Внезапно молодой человек приятной интеллигентной наружности, сидевший до этого на подоконнике с хмурым видом, но все время поглядывая на улицу, резко поднялся. Снаружи до Николая донесся рев мотора. Юноша — чуть за двадцать лет — быстро вышел из вестибюля на улицу, и вдруг послышался чей-то испуганный крик, а вслед за ним раздался громкий выстрел.
Все, кто был в вестибюле, всполошились, красноармейцы бросились к дверям, но они уже распахнулись, и в помещение вбежал человек с перекошенным от страха лицом — кожаное пальто нараспашку, бородка, пенсне, слетевшее с носа, висело на шнурке. Человек с расширенными от ужаса глазами, словно ища поддержки или защиты у тех, кто находился в вестибюле, проговорил, еле шевеля побледневшими губами:
— Он… он ранил, он… убил меня! — И в этих словах было больше страха от пережитого, чем опасения за свою жизнь, хотя кровь на самом деле капала на пол откуда-то из рукава его пальто, и раненую руку мужчина бережно прижимал к себе, кривясь от боли.
Нет, никто не бросился на помощь раненому — и красноармейцы, и все находившиеся в вестибюле люди кинулись на улицу: первые — чтобы ловить покушавшегося, вторые — бежать подальше от того места, где и их могли бы арестовать под горячую руку. Николай уже спустя несколько секунд после того, как начался переполох, остался с раненым наедине, прекрасно понимая, что этот человек в кожаном пальто, с белым кашне, щеголевато переброшенным через плечо, и есть начальник Петроградской Черезвычайной комиссии Урицкий.

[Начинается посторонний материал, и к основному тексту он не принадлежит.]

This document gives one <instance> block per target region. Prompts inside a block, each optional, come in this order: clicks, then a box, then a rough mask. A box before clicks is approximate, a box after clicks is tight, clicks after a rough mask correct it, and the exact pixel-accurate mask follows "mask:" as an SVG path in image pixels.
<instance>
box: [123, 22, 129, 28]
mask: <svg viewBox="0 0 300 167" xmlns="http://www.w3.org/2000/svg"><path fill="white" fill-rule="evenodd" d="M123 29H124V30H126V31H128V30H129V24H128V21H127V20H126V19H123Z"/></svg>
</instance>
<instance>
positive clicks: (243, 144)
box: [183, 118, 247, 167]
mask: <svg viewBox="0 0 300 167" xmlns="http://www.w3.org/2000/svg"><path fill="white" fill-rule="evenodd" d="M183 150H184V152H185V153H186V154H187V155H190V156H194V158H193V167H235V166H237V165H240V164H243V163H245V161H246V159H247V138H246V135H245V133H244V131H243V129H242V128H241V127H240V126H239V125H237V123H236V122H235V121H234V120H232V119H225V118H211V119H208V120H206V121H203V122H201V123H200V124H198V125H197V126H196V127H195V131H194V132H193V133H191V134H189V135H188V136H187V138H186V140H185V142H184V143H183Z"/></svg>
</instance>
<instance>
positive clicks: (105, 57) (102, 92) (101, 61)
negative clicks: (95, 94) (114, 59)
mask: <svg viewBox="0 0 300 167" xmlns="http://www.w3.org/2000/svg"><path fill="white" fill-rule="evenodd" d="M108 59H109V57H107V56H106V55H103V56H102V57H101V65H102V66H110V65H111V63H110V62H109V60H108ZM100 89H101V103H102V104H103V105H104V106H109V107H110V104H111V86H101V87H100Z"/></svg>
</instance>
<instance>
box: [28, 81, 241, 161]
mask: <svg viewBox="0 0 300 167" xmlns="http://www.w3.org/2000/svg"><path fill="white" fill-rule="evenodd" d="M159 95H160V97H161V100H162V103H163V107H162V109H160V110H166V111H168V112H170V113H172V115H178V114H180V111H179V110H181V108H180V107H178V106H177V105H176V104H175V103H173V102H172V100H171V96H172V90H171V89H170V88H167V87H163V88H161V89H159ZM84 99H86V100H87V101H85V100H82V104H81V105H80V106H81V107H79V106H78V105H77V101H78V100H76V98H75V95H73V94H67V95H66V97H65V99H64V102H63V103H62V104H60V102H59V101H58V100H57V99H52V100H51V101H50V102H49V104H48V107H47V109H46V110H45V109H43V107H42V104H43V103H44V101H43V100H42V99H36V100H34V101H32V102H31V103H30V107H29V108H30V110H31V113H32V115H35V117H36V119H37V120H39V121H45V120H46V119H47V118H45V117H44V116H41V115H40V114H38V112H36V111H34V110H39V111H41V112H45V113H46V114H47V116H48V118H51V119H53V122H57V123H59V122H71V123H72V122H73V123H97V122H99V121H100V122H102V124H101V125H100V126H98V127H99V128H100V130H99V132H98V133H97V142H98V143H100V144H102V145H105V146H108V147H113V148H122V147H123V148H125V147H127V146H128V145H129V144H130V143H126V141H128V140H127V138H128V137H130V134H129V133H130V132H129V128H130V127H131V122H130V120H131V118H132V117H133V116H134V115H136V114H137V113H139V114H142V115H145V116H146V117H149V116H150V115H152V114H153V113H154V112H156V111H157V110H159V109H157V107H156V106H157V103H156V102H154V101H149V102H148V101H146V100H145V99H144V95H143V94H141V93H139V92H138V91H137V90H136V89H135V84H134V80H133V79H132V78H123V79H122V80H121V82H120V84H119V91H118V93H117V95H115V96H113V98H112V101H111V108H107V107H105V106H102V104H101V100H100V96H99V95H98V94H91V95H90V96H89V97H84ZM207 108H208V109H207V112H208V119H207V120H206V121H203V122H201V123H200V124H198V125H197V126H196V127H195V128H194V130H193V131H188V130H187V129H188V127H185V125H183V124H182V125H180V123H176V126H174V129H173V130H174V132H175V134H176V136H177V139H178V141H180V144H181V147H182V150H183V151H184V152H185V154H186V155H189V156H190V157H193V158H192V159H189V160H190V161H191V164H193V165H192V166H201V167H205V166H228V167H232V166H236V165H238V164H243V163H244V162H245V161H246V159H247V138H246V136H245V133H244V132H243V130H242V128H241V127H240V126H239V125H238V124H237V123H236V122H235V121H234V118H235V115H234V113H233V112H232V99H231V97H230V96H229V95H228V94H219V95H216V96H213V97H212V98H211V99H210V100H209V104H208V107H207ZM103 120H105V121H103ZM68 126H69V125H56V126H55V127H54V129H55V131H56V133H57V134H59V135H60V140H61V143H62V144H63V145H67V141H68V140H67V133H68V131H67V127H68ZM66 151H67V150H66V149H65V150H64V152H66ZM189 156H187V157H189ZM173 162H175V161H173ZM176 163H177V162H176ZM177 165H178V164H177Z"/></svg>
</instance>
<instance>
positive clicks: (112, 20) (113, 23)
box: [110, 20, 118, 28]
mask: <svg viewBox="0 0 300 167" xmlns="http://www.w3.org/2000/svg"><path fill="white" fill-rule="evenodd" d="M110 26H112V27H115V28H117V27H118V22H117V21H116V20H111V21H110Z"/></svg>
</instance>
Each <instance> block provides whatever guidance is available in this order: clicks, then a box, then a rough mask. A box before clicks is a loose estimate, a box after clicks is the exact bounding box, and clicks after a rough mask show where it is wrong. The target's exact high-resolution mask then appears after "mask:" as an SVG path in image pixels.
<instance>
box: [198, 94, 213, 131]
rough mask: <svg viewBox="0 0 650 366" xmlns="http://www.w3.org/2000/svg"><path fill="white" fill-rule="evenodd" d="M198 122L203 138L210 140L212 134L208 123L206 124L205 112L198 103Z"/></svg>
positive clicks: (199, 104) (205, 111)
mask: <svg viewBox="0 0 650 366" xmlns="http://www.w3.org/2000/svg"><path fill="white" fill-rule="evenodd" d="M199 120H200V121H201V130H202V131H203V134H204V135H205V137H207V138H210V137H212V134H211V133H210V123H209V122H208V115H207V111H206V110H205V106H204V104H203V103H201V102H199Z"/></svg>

— Так это вы и есть тот самый знаменитый Урицкий? — быстро шагнул к нему Николай.
— Ну да, а что вам надо? — с гримасой боли на лице, поддерживая своей левой рукой правую, спросил в свою очередь Урицкий. — Лучше бы оказали мне помощь!
Понимая, что в его распоряжении не больше десяти-пятнадцати секунд, Николай сбросил капюшон, открывая Урицкому свое лицо.
— Оказать помощь вам, палачу? Такому же палачу, как и те, что пытались расстрелять меня и всю мою семью там, в Екатеринбурге, кто расстреливал моего брата, моих родственников? Ну, вы теперь поняли, у кого вы просили помощи? Нет, не дождетесь! — сказал Николай и направил на него браунинг.
Прежде чем выстрелить, он внимательно вгляделся в искаженное страхом и болью лицо:
— Ну, поняли теперь, кто перед вами? — спросил он, улыбаясь со злым торжеством и замечая, как вытягивается и без того длинное, некрасивое лицо начальника Петроградской Чрезвычайки.
— Да, вы — Николай Второй! Только не надо, не стреляйте, прошу вас… — зашептал Урицкий, но выстрел оборвал этот громкий, просящий шепот, и он, неловко взмахнув руками, будто пытаясь во что бы то ни стало удержать равновесие, грохнулся навзничь, а Николай, у которого внутри вдруг стало как-то пусто и темно, точно он был наполнен лишь местью, и теперь, когда казнь свершилась, эта пустота требовала заполнить себя чем-то новым, быстро вышел из подъезда на площадь, не забыв сунуть пистолет в карман и надвинуть на голову капюшон плаща.